Friday, September 2, 2011

Bistrot Margot or Old French Quarter

The Slow and Savory Review

"Old Lady Chic" they call it, this trend of young hip people doing things like knitting, wearing over sized spectacles, drinking Side Cars and Lime Gimlets, or listening to Glen Miller and Frank Sinatra.  Brandy has never trusted this trend, suspecting that these young people may just be making fun of their elders or "appreciating them ironically," as she was lead to believe by a group of hipsters she once encountered.  "We take up knitting when we're old because we can," she always says, "Being young is the time for doing daring and stupid things, not making ill fitting jumpers."

It was this annoyance with all things old and fashionable that lead Brandy to seek out a more traditional brunch destination, namely Bistrot Margot in Old Town, which promised the most traditional of French cuisine.  Although a lovely sidewalk porch had been set up, Brandy chose a table indoors among the red accented wallpaper, the dark wood fixtures, and the white linen tables.  She was glad to see the interior was fairly well spaced, though some tables seemed to allow for more room than others.

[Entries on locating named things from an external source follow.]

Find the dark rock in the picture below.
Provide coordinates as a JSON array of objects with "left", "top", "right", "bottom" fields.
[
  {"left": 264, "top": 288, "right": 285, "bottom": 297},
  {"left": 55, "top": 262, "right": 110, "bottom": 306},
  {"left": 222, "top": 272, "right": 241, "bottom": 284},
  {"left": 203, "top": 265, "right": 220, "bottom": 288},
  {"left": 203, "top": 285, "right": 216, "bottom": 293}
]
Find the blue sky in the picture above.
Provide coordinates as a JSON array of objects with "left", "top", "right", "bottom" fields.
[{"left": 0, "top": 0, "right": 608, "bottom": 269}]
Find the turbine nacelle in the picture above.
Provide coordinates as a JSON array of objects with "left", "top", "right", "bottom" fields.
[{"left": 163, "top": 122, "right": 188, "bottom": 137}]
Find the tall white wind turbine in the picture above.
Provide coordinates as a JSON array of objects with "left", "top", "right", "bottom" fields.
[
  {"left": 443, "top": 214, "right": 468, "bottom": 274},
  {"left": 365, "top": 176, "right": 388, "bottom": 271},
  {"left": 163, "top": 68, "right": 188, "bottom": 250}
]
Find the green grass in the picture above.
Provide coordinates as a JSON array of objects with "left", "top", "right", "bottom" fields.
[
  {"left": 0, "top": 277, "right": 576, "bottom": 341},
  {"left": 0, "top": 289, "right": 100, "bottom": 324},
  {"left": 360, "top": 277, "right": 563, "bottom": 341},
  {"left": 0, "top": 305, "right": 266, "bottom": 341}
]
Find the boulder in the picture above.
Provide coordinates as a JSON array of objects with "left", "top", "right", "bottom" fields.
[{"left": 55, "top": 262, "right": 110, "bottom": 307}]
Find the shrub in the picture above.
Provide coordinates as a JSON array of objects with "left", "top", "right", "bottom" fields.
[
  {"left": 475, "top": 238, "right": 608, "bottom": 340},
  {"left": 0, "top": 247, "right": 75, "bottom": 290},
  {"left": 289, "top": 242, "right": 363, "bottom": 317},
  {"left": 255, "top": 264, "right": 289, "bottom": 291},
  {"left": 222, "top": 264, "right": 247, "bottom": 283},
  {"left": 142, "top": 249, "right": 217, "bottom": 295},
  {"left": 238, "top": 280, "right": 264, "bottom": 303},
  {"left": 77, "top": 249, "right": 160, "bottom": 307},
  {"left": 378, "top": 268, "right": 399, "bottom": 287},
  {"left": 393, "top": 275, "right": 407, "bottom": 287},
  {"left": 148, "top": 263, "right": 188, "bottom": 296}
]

Right at the start she was brought some rather unremarkable bread and butter by the prompt, but unfriendly staff, which did not bode well for a lady who is used to more exciting fair like scones and banana bread to start off her brunch.  She ordered one of her favorites, French Onion Soup (though the writer of the menu had decided to list it as the hopelessly pretentious "SOUPE A L´OIGNON LYONNAISE."  As Brandy always says, "Making something French doesn't add class, it simply confuses the English.")  The soup itself was very good and sweeter than expected, though she did wish she had been given a bigger garlicky crouton, as the one she had only lasted about two bites.

For her entree, Brandy chose to honor her dear Bunny and order a trio of Benedicts, which included a traditional one with Canadian Bacon, a nouveau one with Smoked Salmon, and a reinvented one with spinach and artichoke, all served with green beans and potatoes.  The traditional Benedict was just that... very traditional with a well poached egg, grilled meat, and light hollendaise.  The salmon one had a lovely smokey flavor, but was otherwise again very traditional.  The standout for Brandy was the spinach and artichoke, although she found the spinach mixture a little dry and the artichoke slightly cold and oddly tasting of liquorish.  The potatoes also had an odd sweetness that wasn't entirely unwelcome, and the green beans if not for being salty would have been fairly bland.

For dessert Brandy picked a terrine of chocolate, espresso, and raspberries.  The chocolate itself was fudgey, rather like a flourless chocolate cake, and the raspberries in the middle were brilliantly bright and zippy.  The only two disappointments in the dish were that 1) there was really no espresso flavor to be found, and 2) the whipped cream on the plate seemed to be from a can.  Hardly a French tradition.

By the end of this traditional meal, Brandy began to think the young might not be so bad.  "Old Lady Chic" and "Traditional French Cuisine" have their place in sentimentality, but there is a lot to be said for the new, the different, and the breaking of traditions.  Onto greener pastures, as they say.